そして、フェイクニュース・ウォッチャーとしては、どうしても気になる「洗脳騒動」について、中島さんがYahoo!ニュースに語っていました。
この洗脳報道を見ていた当時から、ボクはフェイクニュースだろうと思っていましたが、やはり裁判でも洗脳の証拠は見つけられなかったとのことです。
弘中弁護士は裁判を次のように振り返る。
「被告であるメディア側の主張は法廷で何一つ立証されなかった。そもそも洗脳とは何か。洗脳というのは頭に何か違うことをインプットしたということですが、どうやって何をインプットしたのか。何のために彼女を洗脳するのか、こんなにも長期間にわたる洗脳がどうしたら可能なのか。だれひとり裁判で答えられなかったのです」
こんなインチキな報道のために、中島さんや、その友人の方の人生が、いかに大変な状態に陥ったのかも記事に書かれています。
フェイクニュースの被害を知るためにも、ぜひ、本編のニュースも全部読んでみてください。
"洗脳報道"のほとんどがフェイクニュース
先程引用した弘中弁護士の言葉にあるように、”洗脳された”とは、具体的にどういうことが起きて、どんな結果になったのかの定義が不明瞭です。
曖昧な言葉が一人歩きしている時は、ニュースの作り手が何らかの悪意を持って、その言葉をあえて使っている可能性が高いです。
例えば、同じことを表現するにせよ、”洗脳”という言葉を使用すると、その破壊力は絶大です。

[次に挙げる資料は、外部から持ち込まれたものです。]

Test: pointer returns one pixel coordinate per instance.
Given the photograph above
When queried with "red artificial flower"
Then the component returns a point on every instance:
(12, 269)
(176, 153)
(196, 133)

2つの文章を比べてみます。
A:体育会系の会社に入社して、半年後には会社の色にすっかり染まってしまった。
B:体育会系の会社に入社して、半年後には完全に洗脳されてしまいました。
どうでしょうか?
元来、同じようなことを書きたいはずですが、Aの表現の方が中立な表現に感じませんか?
そして、Bのバージョンの方が、より悪質な会社が、何か超絶ブラックなこととか、犯罪まがいの恐ろしいことでもさせようという雰囲気が感じます。
ちょっとした単語の使い方で、物事のニュアンスは、ここまで大きく変化するのです。
そして、情報を受け取る側の人々は、そのニュアンスの微妙な違いが正確なのかを検証する術が、ほとんどありません。
だから、極端にキツい表現を使っている報道のほとんどが、フェイクニュースであると思っていて間違い無いです。
洗脳という言葉は読者を洗脳する言葉
さらに、声を大にして言いたいことがあります!
それは本当に洗脳されている人は、「元オセロの中島知子さんが洗脳された」とい聞いて、その曖昧なことを事実として受け入れた側の人々であるということです。
もちろん、カルトなどが行う深刻な洗脳としか表現できない問題もあるのでしょう。
しかし、あまりにも気安く使われる、極めて強い”洗脳”言葉は、おそらく、読者をミスリードする方向に洗脳するための役割しかないのです。